Olindan diving bats. Bat-like, native animals, with a daredevil streak in them. They nested on the steep rock faces, like this one. The last thing I wanted to do was get close to their nesting ground. They had a long flexible mouth surrounded by a ring of sharp teeth. Ordinarily used for plucking fish from the ocean, but they would try to take a bite out of us if we ventured too close.
Drac kept moving, kept climbing. If the diving bats bothered him, I couldn't tell. With humans, my scent-sight gives me emotional clues to what someone is feeling. With aliens, I don't have the wiring to understand what I'm picking up. When I focused on Drac, I picked up a faint sweetness beneath the more over-powering rust and blood smells.
Worry? Enjoyment? Fatigue? Who knew?
"You doing okay, Drac?"
"Yes. Climb."
Climb. Fingers and tentacles found pockets and pits in the rock. With my thin-soled boots, I found plenty of traction. Centimeter by centimeter we climbed higher up the rock face.
More diving bats flew past, chuffing loudly. The wind of their passage buffeted me.

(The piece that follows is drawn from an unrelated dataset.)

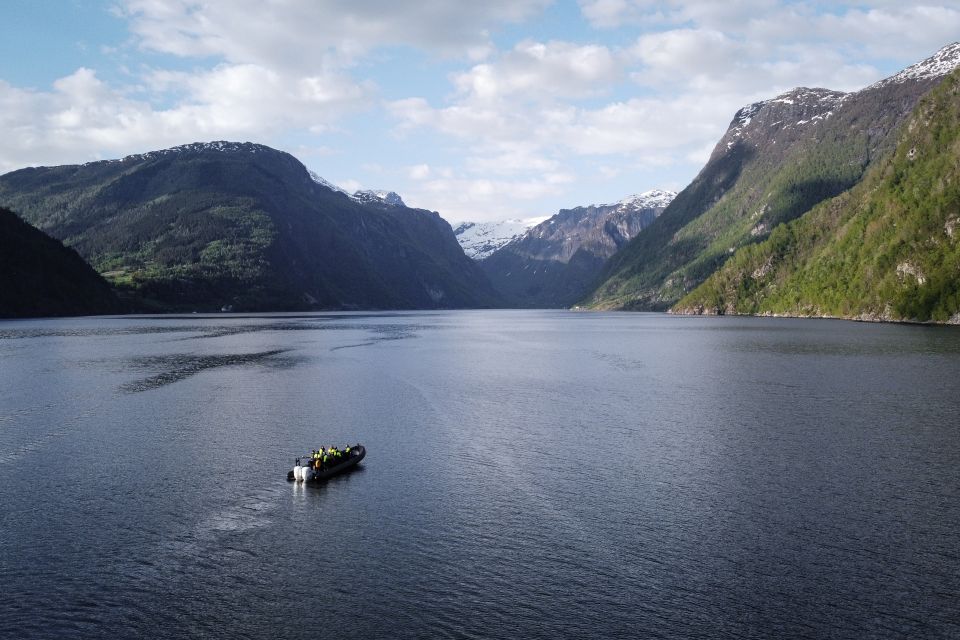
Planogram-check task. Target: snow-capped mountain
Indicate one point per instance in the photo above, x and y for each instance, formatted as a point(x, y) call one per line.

A warning. They must have a nesting site above.
Drac hissed. His leg kicked out, dexterous clawed toes snatching at a passing diving bat. He missed. The bat folded its wing, dropping beneath the leg.
Daredevils. Down on the roadways and crag-spanning bridges, the diving bats would fly in front of passing ground vehicles or flitters.
"They must have a nest above," I said.
"I don't care!"
Drac's wing snapped out. His four-fingered hand at the top of the wing, snatching a diving bat as it twisted and tried to rise above the wing. He caught it right behind its neck. The bat was almost half Drac's size, but its momentum lost, it flapped frantically in his grasp.
"No—"
The diving bat emitted a shrill cry of fright, cut off when Drac clenched his fingers closed. Bones snapped and cracked. He released it, and the corpse fell.
I pushed against the rocks as the black, hairless bat tumbled past and disappeared far below in the waves.
Agitated chuffing cries grew louder all around us. Diving bats are communal, social creatures, and Drac had just killed one of the colony.
In number, they could probably force us right off the rock face. What a way to start the day.